Having different investment buckets—such as taxable funds, tax-free funds, and tax-deferred funds—allows for planning flexibility, he said. The sentiment some years ago was to delay withdrawing funds from tax-deferred accounts for as long as possible. That has changed. Avoiding a distribution from that account in a later year could actually result in higher total taxes.

Retirees also have to be conscious of stealth taxes, like the increase in your Medicare premium when your adjusted gross income goes over a certain threshold. Those with significant resources could also be impacted by the new 3.8-percent investment tax, if income is high enough.

Despite dire warnings of health-care costs upending retirement plans, Schiavi said he has not seen that happen to retirees with Medicare Parts A and B, plus Medigap coverage, and a solid retirement plan.

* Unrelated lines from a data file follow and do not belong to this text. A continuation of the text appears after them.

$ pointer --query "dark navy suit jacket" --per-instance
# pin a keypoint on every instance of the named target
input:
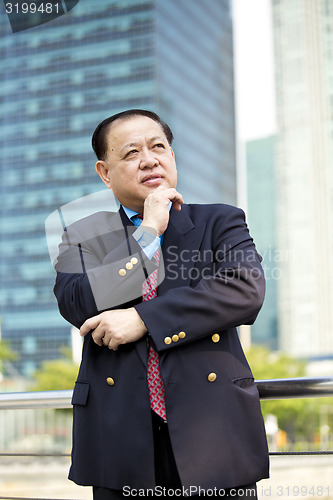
(213, 283)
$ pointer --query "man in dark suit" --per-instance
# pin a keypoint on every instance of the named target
(160, 287)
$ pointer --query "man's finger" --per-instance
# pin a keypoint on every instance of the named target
(90, 324)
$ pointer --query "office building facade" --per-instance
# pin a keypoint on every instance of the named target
(261, 216)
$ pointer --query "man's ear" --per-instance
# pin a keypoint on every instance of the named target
(103, 171)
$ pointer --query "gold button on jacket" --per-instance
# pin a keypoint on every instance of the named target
(212, 377)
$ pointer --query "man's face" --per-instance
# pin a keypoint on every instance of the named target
(139, 159)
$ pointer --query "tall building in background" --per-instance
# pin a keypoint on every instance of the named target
(303, 35)
(62, 78)
(261, 215)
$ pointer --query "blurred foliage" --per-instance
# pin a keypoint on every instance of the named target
(59, 374)
(301, 418)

He said Medicare and Medigap can cover up to 100 days of skilled nursing home care per year after a three-day hospital stay, although custodial care and extended nursing-home stays are legitimate concerns. "The number of long-term-care insurance providers has been shrinking for years, but there are still a few stable carriers remaining," Schiavi said.

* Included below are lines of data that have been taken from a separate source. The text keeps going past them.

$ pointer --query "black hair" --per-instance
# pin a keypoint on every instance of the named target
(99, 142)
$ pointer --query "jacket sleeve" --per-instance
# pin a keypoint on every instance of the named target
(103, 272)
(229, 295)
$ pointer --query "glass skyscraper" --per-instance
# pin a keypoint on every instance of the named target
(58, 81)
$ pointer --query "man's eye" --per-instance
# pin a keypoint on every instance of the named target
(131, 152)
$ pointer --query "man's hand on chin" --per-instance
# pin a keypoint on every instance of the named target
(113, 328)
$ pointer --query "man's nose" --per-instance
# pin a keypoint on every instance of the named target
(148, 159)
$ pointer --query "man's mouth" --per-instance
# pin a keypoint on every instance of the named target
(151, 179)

"The difficulty for consumers is the inability to estimate what the total cost of premiums will be over the life of the policy. Premiums can start out affordable, but they can be increased and increased significantly," Schiavi said. "We have seen some clients elect to self-insure this risk, while others decide to insure one spouse instead of both. Withdrawals from traditional IRAs and annuities used for health-care expenses may reduce taxes to the extent they exceed the appropriate floor of adjusted gross income and contribute to itemizing deductions."

With more than 76 million baby boomers desperately seeking rates that will grow their nest eggs, the first rule is: Buyer beware. After all, Bernard Madoff’s investors included Steven Spielberg, Kevin Bacon, Kyra Sedgwick, Larry King, Jeffrey Katzenberg, New York Mets owner Fred Wilpon, and Leonard Feinstein, cofounder of Bed Bath and Beyond.

"If you are presented with a retirement-income solution that sounds too good to be true, trust your instincts," Schiavi said. "We are aware of promotions designed to attract unsuspecting investors into ‘guaranteed’ products that have traps that could cause underperformance."